This should formalize Koen S's answer: which fully answers Q2.
Stage 1: Every bot scans to see if they are the "lowerleftmost" bot; the bot which satisfies that condition calls itself Alice. Of the remaining bots, each bot on the left end of its row calls itself Bill, and if a bot is not the left-most one on its row it calls itself Carl.
Stage 2: Alice moves down once, and then left until there are no bots to her left, nor directly above. Alice moves left once more for good measure. (Note: If there was another bot on the same initial row as Alice, the left-most one changes its name from Carl to Bill.)
Stage 3: Whenever Alice is on an empty row, she moves up one row (unless there are no bots on rows above her). If Bill sees Alice move onto his row, he moves down once on the next turn. If Carl sees the bot directly to his left (on the same row) move down, he moves down on the next turn.
This allows Alice to count how many bots there are, on each row, and in which positions. Each bot, one by one, simply moves down one square.

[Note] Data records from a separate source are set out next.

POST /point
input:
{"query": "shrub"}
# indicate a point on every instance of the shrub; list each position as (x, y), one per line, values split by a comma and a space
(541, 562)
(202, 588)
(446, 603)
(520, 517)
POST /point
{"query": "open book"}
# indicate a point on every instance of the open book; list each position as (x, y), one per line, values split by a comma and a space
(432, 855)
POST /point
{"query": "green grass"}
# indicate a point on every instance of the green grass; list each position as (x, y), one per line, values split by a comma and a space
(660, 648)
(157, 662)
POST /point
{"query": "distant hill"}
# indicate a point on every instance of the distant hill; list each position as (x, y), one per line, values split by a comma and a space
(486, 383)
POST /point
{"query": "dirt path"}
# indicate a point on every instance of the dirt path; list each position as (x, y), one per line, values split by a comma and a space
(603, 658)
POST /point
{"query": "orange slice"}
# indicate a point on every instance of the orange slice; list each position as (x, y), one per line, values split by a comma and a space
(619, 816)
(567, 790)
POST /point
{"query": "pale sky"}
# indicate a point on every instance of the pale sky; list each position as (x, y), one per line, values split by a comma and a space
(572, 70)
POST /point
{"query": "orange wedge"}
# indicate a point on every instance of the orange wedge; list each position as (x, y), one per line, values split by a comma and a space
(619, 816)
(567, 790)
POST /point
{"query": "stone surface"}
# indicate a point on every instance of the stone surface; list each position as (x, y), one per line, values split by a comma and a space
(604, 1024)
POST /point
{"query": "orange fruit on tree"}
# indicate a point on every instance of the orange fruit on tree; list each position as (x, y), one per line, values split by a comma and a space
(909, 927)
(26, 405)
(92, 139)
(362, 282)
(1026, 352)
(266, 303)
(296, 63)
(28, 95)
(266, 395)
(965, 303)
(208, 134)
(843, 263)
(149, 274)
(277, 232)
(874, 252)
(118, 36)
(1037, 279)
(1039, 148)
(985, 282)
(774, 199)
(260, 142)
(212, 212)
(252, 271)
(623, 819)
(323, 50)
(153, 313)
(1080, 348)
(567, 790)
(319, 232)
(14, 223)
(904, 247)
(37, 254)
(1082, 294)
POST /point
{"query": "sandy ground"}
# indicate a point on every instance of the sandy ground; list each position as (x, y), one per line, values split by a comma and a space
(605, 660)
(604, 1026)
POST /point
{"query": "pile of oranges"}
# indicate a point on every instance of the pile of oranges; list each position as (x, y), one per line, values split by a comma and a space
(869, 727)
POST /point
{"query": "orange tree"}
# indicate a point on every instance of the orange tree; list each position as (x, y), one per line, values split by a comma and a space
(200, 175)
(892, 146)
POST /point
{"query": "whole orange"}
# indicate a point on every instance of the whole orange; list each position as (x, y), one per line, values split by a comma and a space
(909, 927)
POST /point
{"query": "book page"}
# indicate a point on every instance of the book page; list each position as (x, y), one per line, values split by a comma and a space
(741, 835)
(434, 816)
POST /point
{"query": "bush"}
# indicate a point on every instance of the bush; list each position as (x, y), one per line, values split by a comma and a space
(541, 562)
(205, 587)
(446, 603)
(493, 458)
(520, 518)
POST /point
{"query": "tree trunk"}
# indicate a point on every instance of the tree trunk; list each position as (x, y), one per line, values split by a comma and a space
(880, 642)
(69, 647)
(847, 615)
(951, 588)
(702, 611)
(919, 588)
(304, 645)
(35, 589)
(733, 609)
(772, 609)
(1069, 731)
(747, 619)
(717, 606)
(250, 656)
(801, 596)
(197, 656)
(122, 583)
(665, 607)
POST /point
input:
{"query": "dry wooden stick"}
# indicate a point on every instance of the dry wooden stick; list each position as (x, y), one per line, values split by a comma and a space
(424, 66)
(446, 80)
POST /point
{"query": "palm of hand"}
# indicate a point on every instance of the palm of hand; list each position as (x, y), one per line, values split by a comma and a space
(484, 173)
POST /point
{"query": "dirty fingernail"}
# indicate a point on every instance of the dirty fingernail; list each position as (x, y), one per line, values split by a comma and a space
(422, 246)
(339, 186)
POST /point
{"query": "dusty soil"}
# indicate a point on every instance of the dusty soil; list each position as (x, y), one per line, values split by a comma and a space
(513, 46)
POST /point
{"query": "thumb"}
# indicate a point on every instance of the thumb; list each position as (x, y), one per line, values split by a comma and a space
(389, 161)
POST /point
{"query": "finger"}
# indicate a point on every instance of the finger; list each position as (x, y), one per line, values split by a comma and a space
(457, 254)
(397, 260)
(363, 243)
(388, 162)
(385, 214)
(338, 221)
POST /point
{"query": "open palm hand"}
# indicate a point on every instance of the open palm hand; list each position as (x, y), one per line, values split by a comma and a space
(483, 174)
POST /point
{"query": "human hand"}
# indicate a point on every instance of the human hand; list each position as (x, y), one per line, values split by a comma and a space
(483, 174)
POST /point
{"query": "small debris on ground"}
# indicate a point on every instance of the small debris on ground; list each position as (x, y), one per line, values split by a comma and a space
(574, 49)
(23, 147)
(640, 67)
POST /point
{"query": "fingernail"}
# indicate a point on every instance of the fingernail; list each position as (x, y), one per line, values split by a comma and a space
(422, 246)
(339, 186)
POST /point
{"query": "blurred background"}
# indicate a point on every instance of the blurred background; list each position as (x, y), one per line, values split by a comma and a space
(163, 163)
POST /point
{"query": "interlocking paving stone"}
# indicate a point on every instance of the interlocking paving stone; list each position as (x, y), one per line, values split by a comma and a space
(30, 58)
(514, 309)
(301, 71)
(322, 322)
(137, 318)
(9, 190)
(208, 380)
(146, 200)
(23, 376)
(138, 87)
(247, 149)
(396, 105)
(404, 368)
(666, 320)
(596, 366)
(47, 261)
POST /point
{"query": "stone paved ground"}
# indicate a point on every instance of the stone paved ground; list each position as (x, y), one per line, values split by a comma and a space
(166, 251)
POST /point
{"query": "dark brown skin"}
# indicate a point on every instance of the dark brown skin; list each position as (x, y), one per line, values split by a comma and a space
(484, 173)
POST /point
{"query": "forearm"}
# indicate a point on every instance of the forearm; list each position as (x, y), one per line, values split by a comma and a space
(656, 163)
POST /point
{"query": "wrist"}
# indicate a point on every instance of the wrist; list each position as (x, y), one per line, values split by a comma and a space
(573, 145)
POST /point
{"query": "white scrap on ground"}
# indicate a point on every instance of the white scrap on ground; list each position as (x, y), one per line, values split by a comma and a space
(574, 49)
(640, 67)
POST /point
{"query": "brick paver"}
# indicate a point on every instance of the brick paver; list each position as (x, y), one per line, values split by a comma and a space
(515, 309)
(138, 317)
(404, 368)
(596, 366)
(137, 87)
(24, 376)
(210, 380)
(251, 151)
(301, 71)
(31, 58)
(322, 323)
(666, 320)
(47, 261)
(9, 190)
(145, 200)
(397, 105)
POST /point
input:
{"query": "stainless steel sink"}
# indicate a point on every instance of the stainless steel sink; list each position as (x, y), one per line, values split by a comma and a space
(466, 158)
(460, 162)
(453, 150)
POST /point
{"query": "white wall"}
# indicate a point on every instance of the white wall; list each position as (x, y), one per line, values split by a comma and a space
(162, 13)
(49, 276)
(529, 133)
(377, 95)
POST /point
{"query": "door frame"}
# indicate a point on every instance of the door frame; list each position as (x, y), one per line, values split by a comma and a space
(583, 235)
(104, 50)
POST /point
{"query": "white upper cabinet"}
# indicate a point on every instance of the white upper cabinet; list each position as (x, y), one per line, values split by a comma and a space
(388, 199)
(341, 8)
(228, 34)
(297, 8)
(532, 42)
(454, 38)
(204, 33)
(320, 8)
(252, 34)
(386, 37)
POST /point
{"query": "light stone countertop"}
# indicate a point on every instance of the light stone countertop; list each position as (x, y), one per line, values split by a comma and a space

Stage 4: If Alice is on a row with no other bots (but at least one bot on a row below her) she moves down. If she is on a row with other bots, she communicates with the left-most bot. She does this by left-right movements (which allow her to encode the information in binary). She communicates where that bot should move into a square (far above the original configuration). After she tells the bot where to go, she waits until that bot will have gotten into position, and then communicates with the next bot on the row, moves down, or (at the very end) takes her own position in the final square.